Did you play the game “Authors” as a child? This game introduces the youngest to the brightest, its cards displaying portraits of preeminent authors: Alfred Lord Tennyson, Louisa May Alcott, William Makepeace Thackeray. While making initial introductions, children will no doubt stumble over these syllables: how exactly does one pronounce “Dante Alighieri”? In time, however, these syllables will become savored. In time, the august brows, inscrutable eyes, and ponderous mouths of these authors will evince good humor in addition to the gravity that children expect to find there.

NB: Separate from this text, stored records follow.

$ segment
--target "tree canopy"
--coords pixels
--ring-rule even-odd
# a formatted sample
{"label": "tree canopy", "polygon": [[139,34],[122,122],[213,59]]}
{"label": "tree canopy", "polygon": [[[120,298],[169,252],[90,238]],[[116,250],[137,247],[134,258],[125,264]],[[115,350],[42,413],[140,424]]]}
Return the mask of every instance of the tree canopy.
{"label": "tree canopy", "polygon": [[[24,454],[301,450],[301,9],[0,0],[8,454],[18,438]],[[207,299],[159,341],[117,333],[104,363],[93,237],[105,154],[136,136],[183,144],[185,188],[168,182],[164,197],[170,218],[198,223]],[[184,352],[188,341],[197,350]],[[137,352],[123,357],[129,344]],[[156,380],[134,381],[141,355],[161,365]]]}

Growing up with Veritas Press curriculum was like playing a life-size version of “Authors.” The curriculum introduced us to Shakespeare in the fourth grade and Defoe in the fifth; there followed a handshake with Dickens in the sixth grade and Homer in the seventh. The atmosphere of play made possible a life-giving familiarity between the youngest and the brightest. We did not fear and tremble at the ancients, squint at the medievals, tiptoe around the moderns; no, the ancients, medievals, and moderns alike became our “kindred of the shelves,” as Emily Dickinson would have us call them.

As this life-size game of “Authors” plays on at Veritas Scholars Academy, my work as admissions coordinator for the VSA Diploma Program allows me a window into the ongoing activity of the game. Just the other day, the parent of one of our newest Diploma Program students reported that her “daughter's eyes lit up when she opened the Veritas Press catalog to the literature that she will read as a fifth grader.” This young Diploma Program student seems already to have discovered a smile in Robert Louis Stevenson’s doleful aspect and a twinkle beneath the opinionated stare of Frances Hodgson Burnett.

 Reflecting upon the activity under my window, I find that there is, and always has been, a second game tucked within the life-size game of “Authors”: one might call this subsidiary game, “Characters.” The literary characters of the Veritas Press curriculum instruct me that my own and our students’ potential is not restricted to ordinary dimensions. Heroes like Achilles, prodigals like Henry V, and villains like Ebenezer Scrooge exemplify traits, both virtuous and vicious, that are almost larger than life: Achilles’ enormous pettiness, Henry V’s lofty nobleness and capacious rascality, Scrooge’s prodigious rigidness and unplumbable malleability. The monolithic stage upon which these characters perform reminds me that our students are likewise capable of acting, living, and thinking on the grand scale. This knowledge spurs my admissions work with the VSA Diploma Program; may the program continue to introduce more and more students to the monumental characters who have animated, cautioned, galvanized, admonished, goaded, and vivified students before them.